Der Lernstoff der Zukunft am Beispiel der Sprachen.

In der Zukunft wird auch der Lernstoff ein anderer sein als jetzt. Wir wollen nur einen Lernstoff hier besprechen, die Sprachen.

Die Muttersprache wird in ganz anderer Weise gepflegt werden als jetzt; jeder Schüler wird sie völlig beherrschen lernen. Wer viel auf internationalen Kongressen gewesen ist, wird wissen, wie uns gerade in der freien Rede die anderen Völker, besonders die Franzosen überlegen sind. Diese erscheinen in der Diskussion Alle als geborene Redner, während ausgezeichnete deutsche Gelehrte, welche die besten Werke geschrieben, bei der Debatte oft in entsetzlichster Weise meckern und ganz schlechte Sätze bilden. Das kommt daher, daß in der jetzigen Schule nicht genug Wert auf den freien Vortrag gelegt wird. Es ist dies auch gar nicht anders möglich bei uns, weil die Hauptzeit auf die toten Sprachen verwendet und besonders in den oberen Klassen der Unterricht im Deutschen auf wenige Stunden reduziert wird.

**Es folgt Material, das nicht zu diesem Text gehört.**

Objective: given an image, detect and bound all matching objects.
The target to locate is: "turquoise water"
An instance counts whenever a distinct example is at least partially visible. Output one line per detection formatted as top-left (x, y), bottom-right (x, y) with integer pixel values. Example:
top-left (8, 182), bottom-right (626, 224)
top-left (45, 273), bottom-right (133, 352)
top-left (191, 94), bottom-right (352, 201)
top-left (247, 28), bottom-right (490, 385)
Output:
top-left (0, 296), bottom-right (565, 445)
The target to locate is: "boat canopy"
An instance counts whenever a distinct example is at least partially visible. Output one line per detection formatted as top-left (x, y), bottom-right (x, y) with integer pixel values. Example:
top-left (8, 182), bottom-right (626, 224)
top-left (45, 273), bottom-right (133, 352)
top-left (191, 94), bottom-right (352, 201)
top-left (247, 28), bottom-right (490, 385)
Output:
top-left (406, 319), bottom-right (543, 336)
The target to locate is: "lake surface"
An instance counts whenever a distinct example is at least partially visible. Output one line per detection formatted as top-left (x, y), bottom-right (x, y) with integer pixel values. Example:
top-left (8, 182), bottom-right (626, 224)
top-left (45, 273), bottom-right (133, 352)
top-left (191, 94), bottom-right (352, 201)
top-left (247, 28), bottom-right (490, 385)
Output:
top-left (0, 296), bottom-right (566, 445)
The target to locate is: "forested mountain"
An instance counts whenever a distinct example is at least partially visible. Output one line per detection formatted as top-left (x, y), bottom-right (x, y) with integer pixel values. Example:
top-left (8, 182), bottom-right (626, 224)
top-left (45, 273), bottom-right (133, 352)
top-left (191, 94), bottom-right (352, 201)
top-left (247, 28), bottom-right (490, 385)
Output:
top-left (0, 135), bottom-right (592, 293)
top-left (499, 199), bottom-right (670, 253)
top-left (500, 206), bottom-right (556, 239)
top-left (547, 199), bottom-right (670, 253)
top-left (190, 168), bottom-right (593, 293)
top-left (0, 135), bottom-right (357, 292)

In Frankreich dagegen wird selbst in der Prima noch 8-10 Stunden wöchentlich ,,Französisch“ gelehrt. Da müssen sich die Schüler im freien Vortrage üben, sie verlieren die Angst, öffentlich zu sprechen, während bei uns die Mehrzahl der ganz Gebildeten erklärt, sie bekämen immer heftiges Herzklopfen, wenn sie öffentlich einige Worte sprechen müssten. In der Schule der Zukunft wird viel mehr mündliches Wiedererzählen geübt und so den Schülern in jungen Jahren die Furcht vor dem Katheder ausgetrieben werden, und das ist nötig in einer Zeit, wo Jedermann im öffentlichen Leben, in Vereinen, vor Gericht etc. in die Lage kommt, einige Sätze zusammenhängend zu sprechen, welche seine Gedanken kurz und klar wiedergeben.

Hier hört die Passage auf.